Even today, a lot of what I enjoy doing in software involves automated process. In the days before we had thinks like Hudson or Cruise Control, I built and rebuilt automated build systems at multiple jobs. If I started a job and they didn’t have a repeatable, machine driven build process they would have one by the time I left. The idea of doing some work, committing it to source control and having things trigger along the path that result in final product makes me happy.
This is why I was so happy when we got our first Roomba. For years, pushing the button and having this thing clean our floors just tickled me every time. We got a newer version a year or two ago that didn’t work newly as well and it really bummed me out. If we had a self-loading dishwasher it would make me deliriously happy.
A lot of my side projects involve automation of some form another. I’ve just been soft-launching a new one called Buy It at That Price, which is a tracker of prices for items at Amazon that will notify you if the price drops. (Yes I know there are others, I just don’t care and built one too.) I like having robots do work for me, keep track of things. I remember the mythical Apple Knowledge Navigator video and I still want that product. In grad school in 1997, one of my AI projects was a client side webcrawler that would scan web pages (and Usenet!) for information that matched certain queries, and would weight links to other pages based on how well the referring page scored. If I had stuck with that a little harder, maybe I’d have Larry Page/Sergei Brin money. There’s gold in that there automation.
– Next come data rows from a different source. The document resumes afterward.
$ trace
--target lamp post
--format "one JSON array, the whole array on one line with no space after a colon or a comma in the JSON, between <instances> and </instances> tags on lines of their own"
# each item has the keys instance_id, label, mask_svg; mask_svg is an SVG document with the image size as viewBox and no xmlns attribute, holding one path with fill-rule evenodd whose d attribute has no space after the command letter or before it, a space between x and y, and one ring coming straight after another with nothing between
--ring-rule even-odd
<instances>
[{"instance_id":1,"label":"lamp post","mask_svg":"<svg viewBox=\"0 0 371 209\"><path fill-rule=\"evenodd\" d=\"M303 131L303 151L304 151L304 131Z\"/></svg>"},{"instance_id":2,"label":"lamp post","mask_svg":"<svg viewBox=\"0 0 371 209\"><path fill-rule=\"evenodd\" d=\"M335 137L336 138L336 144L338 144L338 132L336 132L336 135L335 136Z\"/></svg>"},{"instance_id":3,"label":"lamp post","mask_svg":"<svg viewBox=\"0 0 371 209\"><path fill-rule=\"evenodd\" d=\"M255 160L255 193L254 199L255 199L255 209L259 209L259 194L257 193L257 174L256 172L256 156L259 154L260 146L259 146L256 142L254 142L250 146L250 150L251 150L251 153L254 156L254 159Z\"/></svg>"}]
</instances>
I think I’ll want the robots working for me until the day I die. I only hope that I’m not dying at their hands in some sort of Skynetty takeover. Until then, keep it up, machines! I’ll check in with you when I finish this cup of coffee.
The people I get along with best have this same impulse.
I’ve recently been messing with AutomateIt Pro on my Android phone. It has triggers for most sensors on the phone and can take action based on those triggers. I combined that with SMS messaging to a web app and my phone is now tracking:
Whenever I leave the house.
Whenever I get back home.
Whenever I’m in my car.
Whenever I’m at my client site.
Whenever I leave my client site.
Whenever I’m at my office.
Whenever I leave my office.
Logging meetings from my calendar that overlap with when I’m at my client site.
Etc.
All of that streams into a database and now I can pretty much automate things like my time tracking for clients, how much time I spend driving (want it to track mileage for business expenses), how much of the time at client sites is spent in meetings, etc.
I HATE things like time tracking and keeping track of mileage for deductions. It gives me a geeky thrill to see all of this data being tracked without me doing anything other than keeping my phone on my person.